Evaluer les psychothérapies : mission impossible ?

L’évaluation se heurte à plusieurs obstacles : d’abord, aucune prise en charge ne ressemble à une autre ; ensuite, la qualité de la relation avec le thérapeute résiste à l’analyse.

On entend en général par psychothérapie un ensemble d’actes de langage accomplis par un professionnel à l’encontre d’une personne, nommée « patient » ou « client ». Ces actes concourent à améliorer l’état corporel ou/et mental de cette personne. Ils se doivent d’être cohérents avec un certain modèle psychopathologique, lui-même conforme à « une théorie thérapeutique ». Ce modèle explique le trouble, l’angoisse, la détresse, le malheur, et leurs conséquences néfastes sur le corps et l’esprit. Il définit en outre le mode d’action du psychothérapeute.

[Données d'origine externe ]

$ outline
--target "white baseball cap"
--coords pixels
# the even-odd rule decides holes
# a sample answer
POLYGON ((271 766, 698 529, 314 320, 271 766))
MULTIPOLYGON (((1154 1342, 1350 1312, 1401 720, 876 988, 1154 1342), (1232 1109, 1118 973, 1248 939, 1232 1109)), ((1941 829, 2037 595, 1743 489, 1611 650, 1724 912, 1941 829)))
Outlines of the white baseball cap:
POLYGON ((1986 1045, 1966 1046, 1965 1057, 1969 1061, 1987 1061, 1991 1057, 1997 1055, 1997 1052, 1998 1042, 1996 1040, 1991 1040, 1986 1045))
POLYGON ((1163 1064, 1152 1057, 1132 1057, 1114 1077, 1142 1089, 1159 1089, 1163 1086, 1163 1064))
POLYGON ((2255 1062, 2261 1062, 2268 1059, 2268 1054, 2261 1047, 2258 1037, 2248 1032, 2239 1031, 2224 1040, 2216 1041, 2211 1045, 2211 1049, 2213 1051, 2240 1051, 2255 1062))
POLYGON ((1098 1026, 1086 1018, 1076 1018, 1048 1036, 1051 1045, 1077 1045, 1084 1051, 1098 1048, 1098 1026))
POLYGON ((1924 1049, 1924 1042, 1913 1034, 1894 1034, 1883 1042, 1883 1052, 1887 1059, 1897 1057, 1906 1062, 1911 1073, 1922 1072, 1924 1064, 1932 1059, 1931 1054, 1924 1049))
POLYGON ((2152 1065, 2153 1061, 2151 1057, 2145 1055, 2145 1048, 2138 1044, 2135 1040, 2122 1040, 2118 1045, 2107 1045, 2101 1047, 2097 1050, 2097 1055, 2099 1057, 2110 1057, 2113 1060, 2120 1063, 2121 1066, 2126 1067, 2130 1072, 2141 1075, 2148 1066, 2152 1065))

Les théories psychothérapeutiques sont souvent considérées, à tort, comme des données aussi précises et fiables que des théories scientifiques (physiques, chimiques ou biologiques). Pourtant à la différence de ces dernières, les théories psychothérapeutiques ne peuvent être ni confirmées ni infirmées par les faits. En effet, le niveau de généralité des concepts utilisés dans ces modèles ne permet pas cette confrontation empirique décisive. La complexité des phénomènes est telle qu’aucun des modèles censés en rendre compte ne peut être opposé aux autres à partir d’arguments scientifiques, c’est-à-dire d’arguments de fait. Le mieux-être d’un patient ne prouve pas la valeur de la technique employée dans le cadre d’un modèle : en effet, pour qu’il le prouve, il faudrait pouvoir montrer que toute autre technique, ainsi que l’absence de prise en charge, n’aboutit jamais à ce mieux-être. Il faudrait également expliquer quels sont les facteurs techniques qui interviennent dans ce changement, et en reproduire les effets à volonté. Or les nombreuses recherches qui s’appliquent à faire émerger de tels facteurs restent descriptives, et non explicatives. Pourquoi ? Premièrement, parce cette forme d’interaction humaine met en jeu le langage et la pensée, dont la nature immatérielle semble en partie échapper à la saisie causale des phénomènes. Deuxièmement, parce que le système psychothérapeutique est fondamentalement interactif : de ce fait, il met en jeu des facteurs intriqués et complexes.